The earliest printed book in a Philippine language, depicting both Tagalog in Baybayin and transliterated into Latin script, is the 1593 Doctrina Christiana en Lengua Española y Tagala. Baybayin was generally used for secret writings, poetry, etc. which was acclaimed by the Spanish priest Pedro Chirino in 1604 and Antonio de Morga in 1609 to be known by most Filipinos.
There were datus from the 1590s who could not inscribe affidavits or oaths, and witnesses who could not sign land deeds in the 1620s descibed by to William Henry Scott. Eventually Baybayin fell out of use in much of the Philippines because of the uncertainty over vowels (i/e and o/u) and final consonants, missing letters for Spanish sounds and the status of Spanish culture and writing may have contributed to the demise of Baybayin over time. Because there's missing of pre-Hispanic specimens of usage of the Baybayin script has led to a regular misunderstanding that fanatical Spanish priests must have burned or destroyed massive amounts of native documents. The most likely reason why no pre-Hispanic documents sustained, according to scholar Paul Morrow who also noted that there are no recorded instances of ancient Filipinos writing on scrolls, is because they wrote on perishable materials such as leaves and bamboo. Scripts that are recent and surviving which directly descended from the native Baybayin script through natural development are the Tagbanwa script left on from the Tagbanwa people by the Palawan people and named Ibalnan, the Buhid script and the Hanunóo script in Mindoro.
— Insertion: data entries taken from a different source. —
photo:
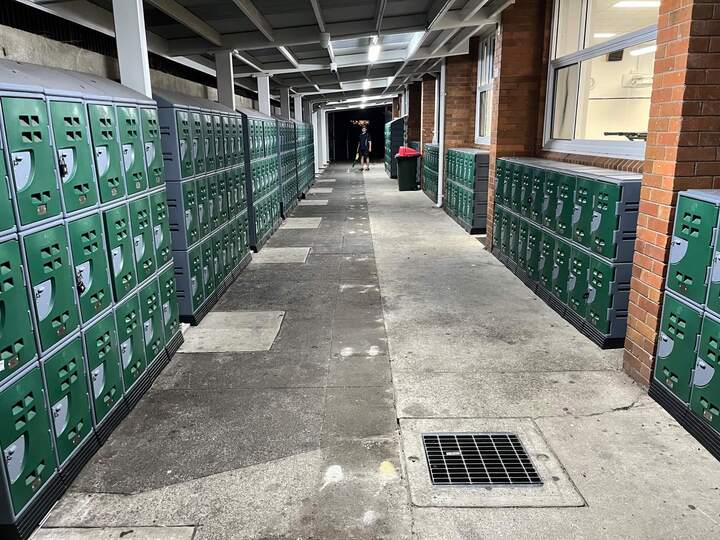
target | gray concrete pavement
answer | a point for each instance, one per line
(395, 323)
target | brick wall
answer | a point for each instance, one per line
(518, 88)
(414, 111)
(682, 152)
(427, 111)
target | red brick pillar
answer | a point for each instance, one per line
(518, 89)
(427, 111)
(682, 152)
(414, 111)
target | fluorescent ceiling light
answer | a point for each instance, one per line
(637, 4)
(644, 50)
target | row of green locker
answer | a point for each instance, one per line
(199, 206)
(466, 204)
(201, 270)
(688, 357)
(49, 409)
(70, 272)
(197, 142)
(600, 213)
(694, 259)
(593, 288)
(67, 157)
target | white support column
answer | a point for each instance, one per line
(264, 94)
(285, 102)
(225, 77)
(298, 108)
(441, 137)
(131, 41)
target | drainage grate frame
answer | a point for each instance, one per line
(479, 459)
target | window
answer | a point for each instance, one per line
(483, 100)
(600, 78)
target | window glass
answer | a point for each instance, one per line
(565, 103)
(568, 26)
(614, 94)
(608, 19)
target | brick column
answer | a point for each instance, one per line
(427, 111)
(682, 152)
(414, 111)
(518, 88)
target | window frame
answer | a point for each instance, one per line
(620, 149)
(485, 66)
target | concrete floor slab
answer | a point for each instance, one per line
(234, 331)
(301, 223)
(281, 255)
(557, 488)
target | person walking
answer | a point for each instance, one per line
(364, 149)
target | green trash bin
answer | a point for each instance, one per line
(407, 170)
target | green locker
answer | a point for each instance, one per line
(152, 325)
(25, 438)
(677, 344)
(561, 270)
(168, 299)
(513, 240)
(600, 297)
(604, 221)
(545, 260)
(32, 164)
(184, 133)
(198, 142)
(132, 149)
(130, 339)
(532, 252)
(201, 187)
(549, 205)
(691, 250)
(523, 230)
(583, 211)
(108, 162)
(161, 227)
(51, 278)
(17, 344)
(90, 260)
(67, 392)
(578, 281)
(118, 236)
(7, 217)
(208, 267)
(537, 179)
(70, 130)
(565, 205)
(142, 233)
(705, 393)
(209, 142)
(101, 344)
(153, 147)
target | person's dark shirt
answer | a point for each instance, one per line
(365, 141)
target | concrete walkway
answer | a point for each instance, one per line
(295, 410)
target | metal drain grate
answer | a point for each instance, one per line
(478, 459)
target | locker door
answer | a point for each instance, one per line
(133, 151)
(77, 178)
(32, 164)
(108, 162)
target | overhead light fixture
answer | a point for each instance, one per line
(644, 50)
(637, 4)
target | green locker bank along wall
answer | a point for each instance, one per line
(84, 232)
(568, 232)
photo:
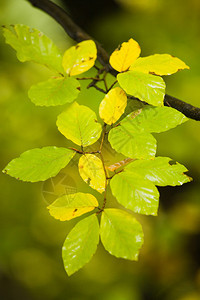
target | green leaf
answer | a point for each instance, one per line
(78, 123)
(71, 206)
(146, 87)
(33, 45)
(80, 244)
(92, 172)
(121, 234)
(55, 91)
(154, 119)
(131, 143)
(160, 64)
(132, 137)
(159, 171)
(39, 164)
(135, 193)
(80, 58)
(113, 105)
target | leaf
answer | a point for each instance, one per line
(122, 58)
(159, 171)
(154, 119)
(78, 123)
(71, 206)
(113, 105)
(39, 164)
(132, 137)
(80, 244)
(135, 193)
(132, 143)
(146, 87)
(119, 164)
(55, 91)
(121, 234)
(160, 64)
(80, 58)
(92, 172)
(33, 45)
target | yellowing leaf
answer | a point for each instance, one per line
(122, 58)
(160, 64)
(113, 105)
(79, 58)
(91, 170)
(78, 123)
(119, 164)
(71, 206)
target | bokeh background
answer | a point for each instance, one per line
(30, 239)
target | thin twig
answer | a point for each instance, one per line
(77, 34)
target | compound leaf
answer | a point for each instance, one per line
(132, 143)
(132, 137)
(55, 91)
(78, 123)
(39, 164)
(146, 87)
(113, 105)
(80, 244)
(33, 45)
(159, 171)
(160, 64)
(79, 58)
(92, 172)
(122, 58)
(71, 206)
(121, 234)
(135, 193)
(153, 119)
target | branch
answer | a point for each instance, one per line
(77, 34)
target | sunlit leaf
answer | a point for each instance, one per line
(159, 171)
(78, 123)
(80, 58)
(154, 119)
(146, 87)
(121, 234)
(71, 206)
(135, 193)
(113, 105)
(119, 164)
(33, 45)
(160, 64)
(55, 91)
(132, 137)
(122, 58)
(39, 164)
(80, 244)
(131, 143)
(92, 172)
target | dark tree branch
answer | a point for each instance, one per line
(77, 34)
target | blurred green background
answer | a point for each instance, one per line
(30, 239)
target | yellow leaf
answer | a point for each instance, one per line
(79, 58)
(113, 105)
(92, 172)
(71, 206)
(122, 58)
(159, 64)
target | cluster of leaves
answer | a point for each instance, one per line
(133, 180)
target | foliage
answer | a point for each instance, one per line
(132, 181)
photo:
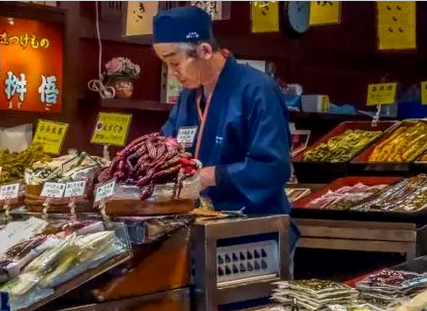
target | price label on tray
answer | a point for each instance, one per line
(381, 94)
(53, 190)
(4, 301)
(51, 135)
(75, 189)
(104, 191)
(111, 129)
(9, 192)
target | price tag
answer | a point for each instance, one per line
(9, 192)
(424, 93)
(53, 190)
(75, 189)
(111, 129)
(381, 94)
(186, 136)
(4, 301)
(104, 191)
(325, 12)
(51, 135)
(69, 165)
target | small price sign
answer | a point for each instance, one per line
(53, 190)
(9, 192)
(111, 129)
(75, 189)
(51, 135)
(381, 94)
(4, 301)
(104, 191)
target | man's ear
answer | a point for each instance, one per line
(204, 50)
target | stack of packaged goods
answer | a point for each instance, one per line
(345, 197)
(409, 195)
(389, 287)
(314, 294)
(36, 257)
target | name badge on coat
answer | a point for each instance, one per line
(186, 136)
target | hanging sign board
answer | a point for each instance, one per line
(265, 16)
(424, 93)
(325, 12)
(139, 17)
(51, 135)
(111, 129)
(381, 94)
(396, 26)
(30, 65)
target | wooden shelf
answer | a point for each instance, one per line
(135, 104)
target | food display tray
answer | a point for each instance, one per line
(138, 208)
(326, 172)
(360, 165)
(301, 211)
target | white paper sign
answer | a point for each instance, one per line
(104, 191)
(53, 190)
(9, 192)
(186, 136)
(75, 189)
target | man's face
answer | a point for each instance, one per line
(186, 69)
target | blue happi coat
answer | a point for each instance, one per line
(246, 137)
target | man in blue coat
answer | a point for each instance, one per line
(232, 117)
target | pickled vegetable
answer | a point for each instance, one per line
(404, 145)
(341, 148)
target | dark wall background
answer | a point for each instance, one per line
(338, 60)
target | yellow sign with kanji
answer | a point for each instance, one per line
(424, 93)
(325, 12)
(51, 135)
(265, 16)
(381, 94)
(396, 25)
(111, 129)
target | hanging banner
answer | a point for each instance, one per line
(139, 17)
(265, 16)
(111, 129)
(424, 93)
(30, 65)
(51, 135)
(213, 8)
(396, 27)
(325, 12)
(381, 94)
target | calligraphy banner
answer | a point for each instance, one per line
(265, 16)
(30, 65)
(139, 17)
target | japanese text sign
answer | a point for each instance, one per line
(139, 18)
(325, 12)
(53, 190)
(30, 65)
(75, 189)
(396, 26)
(9, 192)
(51, 135)
(265, 16)
(104, 191)
(381, 94)
(424, 93)
(111, 129)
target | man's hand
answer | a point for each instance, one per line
(208, 177)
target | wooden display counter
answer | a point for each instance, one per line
(387, 237)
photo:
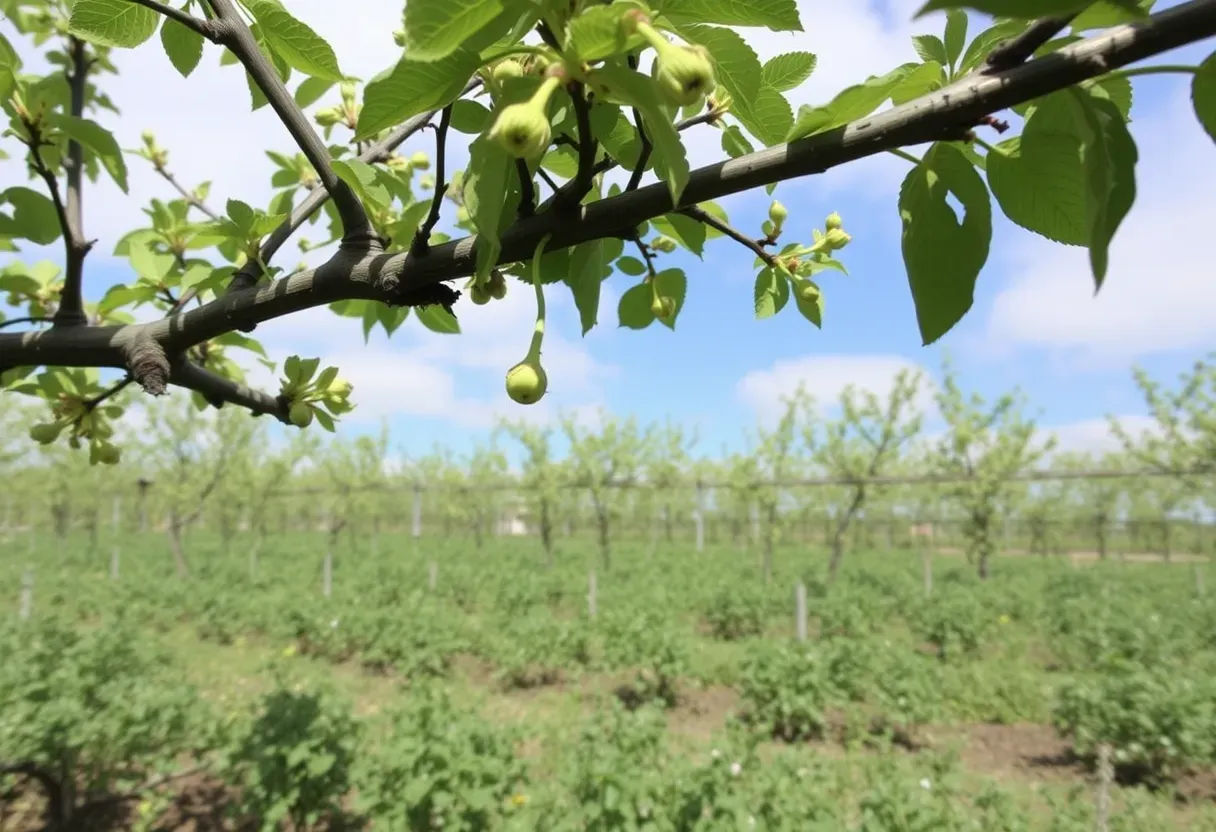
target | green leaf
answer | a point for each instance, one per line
(99, 141)
(1039, 178)
(930, 48)
(673, 284)
(736, 65)
(1110, 174)
(1024, 9)
(310, 90)
(437, 28)
(767, 117)
(294, 41)
(437, 319)
(183, 45)
(776, 15)
(771, 293)
(978, 50)
(364, 180)
(34, 217)
(490, 169)
(634, 309)
(587, 271)
(411, 88)
(944, 287)
(849, 105)
(596, 32)
(670, 159)
(788, 71)
(956, 35)
(112, 22)
(1203, 95)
The people who typically use Baybayin are Tagalog and a lesser extent Kapampangan speaking areas. The writing tools used to write Baybayin were called panulat and it is usually recorded upon palm leaves upon bamboo with knives. Filipinos would sometimes write down lessons taught in church and some began keeping writings of their property and financial transactions all in Baybayin. The virtual keyboard app Gboard programmed by Google for iOS and Android mobile devices was updated on August 1, 2019 It is also possible to type Baybayin straight from the keyboard without the need to use online typepads.